The action in the instant case was instituted by plaintiff, Charles E. Ault, to recover damages by reason of the alleged negligence of defendant, Karen Washburn, in the operation of her automobile. The cause was tried in the Circuit Court of Warren County and resulted in a verdict for plaintiff upon which verdict judgment was entered.

On appeal in this court, defendant contends that the court should have allowed her post-trial motion for judgment notwithstanding the verdict or in the alternative for a new trial on the grounds: (1) that the verdict was against the manifest weight of the evidence; (2) that the court erred in refusing to give certain instructions tendered by defendant and to grant defendant leave to amend her answer to conform to the proof; and (3) that the court erred in failing to properly poll the jury after the verdict was returned.

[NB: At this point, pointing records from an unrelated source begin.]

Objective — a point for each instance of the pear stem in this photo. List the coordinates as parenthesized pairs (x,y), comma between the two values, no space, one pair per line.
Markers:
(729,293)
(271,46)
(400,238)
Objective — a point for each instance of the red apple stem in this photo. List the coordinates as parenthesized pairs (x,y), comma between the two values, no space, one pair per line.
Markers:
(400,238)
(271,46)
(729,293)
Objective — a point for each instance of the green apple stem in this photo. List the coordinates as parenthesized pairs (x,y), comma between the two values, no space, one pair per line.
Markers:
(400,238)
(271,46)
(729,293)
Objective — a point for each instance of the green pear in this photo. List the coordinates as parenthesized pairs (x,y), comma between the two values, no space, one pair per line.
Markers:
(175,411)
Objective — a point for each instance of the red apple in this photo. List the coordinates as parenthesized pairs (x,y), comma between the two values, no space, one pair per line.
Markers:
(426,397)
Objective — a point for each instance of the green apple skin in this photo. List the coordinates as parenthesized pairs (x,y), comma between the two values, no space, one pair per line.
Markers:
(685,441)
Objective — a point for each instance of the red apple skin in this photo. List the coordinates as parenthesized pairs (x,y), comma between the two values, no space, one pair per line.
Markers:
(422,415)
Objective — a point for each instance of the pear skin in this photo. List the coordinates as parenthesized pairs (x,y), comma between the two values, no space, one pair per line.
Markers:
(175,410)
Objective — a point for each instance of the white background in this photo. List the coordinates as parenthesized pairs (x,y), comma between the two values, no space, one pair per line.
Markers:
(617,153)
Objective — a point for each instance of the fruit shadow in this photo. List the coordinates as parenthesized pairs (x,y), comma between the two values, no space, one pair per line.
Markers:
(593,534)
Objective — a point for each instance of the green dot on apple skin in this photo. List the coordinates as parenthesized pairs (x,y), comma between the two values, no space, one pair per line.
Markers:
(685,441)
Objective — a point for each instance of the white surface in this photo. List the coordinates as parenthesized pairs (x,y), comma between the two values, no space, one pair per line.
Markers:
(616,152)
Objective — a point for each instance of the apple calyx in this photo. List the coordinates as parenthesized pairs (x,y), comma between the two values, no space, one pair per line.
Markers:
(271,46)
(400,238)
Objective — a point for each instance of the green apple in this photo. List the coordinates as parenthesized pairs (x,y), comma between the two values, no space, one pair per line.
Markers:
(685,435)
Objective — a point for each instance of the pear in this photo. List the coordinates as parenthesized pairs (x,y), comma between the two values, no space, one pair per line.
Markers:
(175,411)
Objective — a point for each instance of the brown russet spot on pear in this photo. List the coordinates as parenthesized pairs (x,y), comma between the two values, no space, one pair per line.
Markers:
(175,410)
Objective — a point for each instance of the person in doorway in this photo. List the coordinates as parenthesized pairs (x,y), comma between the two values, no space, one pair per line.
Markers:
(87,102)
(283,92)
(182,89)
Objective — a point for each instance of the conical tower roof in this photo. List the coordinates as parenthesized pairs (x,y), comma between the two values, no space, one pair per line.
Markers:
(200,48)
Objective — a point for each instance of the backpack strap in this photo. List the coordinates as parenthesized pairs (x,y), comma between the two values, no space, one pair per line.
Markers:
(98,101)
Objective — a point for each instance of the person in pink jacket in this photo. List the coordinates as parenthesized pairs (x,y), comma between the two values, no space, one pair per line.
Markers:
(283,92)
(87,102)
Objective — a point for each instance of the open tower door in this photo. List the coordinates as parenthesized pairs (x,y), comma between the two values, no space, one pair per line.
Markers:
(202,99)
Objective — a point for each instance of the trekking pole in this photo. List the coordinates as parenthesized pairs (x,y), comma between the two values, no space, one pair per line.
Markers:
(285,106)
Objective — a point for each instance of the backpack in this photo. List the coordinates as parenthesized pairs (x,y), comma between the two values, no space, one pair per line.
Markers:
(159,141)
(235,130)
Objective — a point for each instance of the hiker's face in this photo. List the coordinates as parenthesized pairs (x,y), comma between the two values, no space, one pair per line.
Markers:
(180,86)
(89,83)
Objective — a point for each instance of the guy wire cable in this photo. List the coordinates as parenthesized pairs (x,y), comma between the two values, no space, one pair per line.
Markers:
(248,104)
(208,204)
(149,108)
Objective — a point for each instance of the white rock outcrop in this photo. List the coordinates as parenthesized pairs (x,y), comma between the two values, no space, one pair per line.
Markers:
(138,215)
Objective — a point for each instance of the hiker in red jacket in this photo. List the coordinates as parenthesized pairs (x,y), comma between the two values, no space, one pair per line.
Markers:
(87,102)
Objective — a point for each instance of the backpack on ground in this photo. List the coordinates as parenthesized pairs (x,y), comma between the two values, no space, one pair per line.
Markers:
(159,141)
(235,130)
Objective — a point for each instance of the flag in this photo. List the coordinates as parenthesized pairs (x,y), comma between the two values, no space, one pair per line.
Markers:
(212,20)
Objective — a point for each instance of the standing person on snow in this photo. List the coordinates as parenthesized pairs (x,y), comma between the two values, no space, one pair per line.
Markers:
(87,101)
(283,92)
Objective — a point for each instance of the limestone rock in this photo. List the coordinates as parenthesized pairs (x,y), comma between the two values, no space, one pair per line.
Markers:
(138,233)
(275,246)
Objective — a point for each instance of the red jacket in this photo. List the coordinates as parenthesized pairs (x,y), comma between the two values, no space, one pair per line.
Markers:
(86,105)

The evidence in the case indicates that on November 16, 1962, at approximately 6:20 p.m., plaintiff was driving his automobile in a northerly direction on U.S. Route 67, which is a two-lane concrete paved highway 18 feet wide with a marked center line. At a point approximately 300 feet south of the point of impact, plaintiff had slowed his automobile to 10 miles per hour because a semi-trailer truck proceeding in the other direction was partially on the shoulder and was coming back on the paved portion of the highway without difficulty. Plaintiff started to accelerate moderately after he had passed the semi-trailer truck and then saw defendant's automobile sideswipe another automobile driven by a Dorothy Long. Plaintiff then slowed his automobile as defendant's automobile continued down the wrong side of the highway and, plaintiff, at the time of impact with defendant's automobile, had come almost to a complete stop and was attempting to get off the paved portion to his right when struck by defendant's automobile. Defendant was 22 years of age and a registered nurse and had with her as a passenger another registered nurse, age 21. Defendant presented no testimony as to the occurrence and both defendant and her passenger asserted they had no memory of the accident whatsoever by reason of injuries.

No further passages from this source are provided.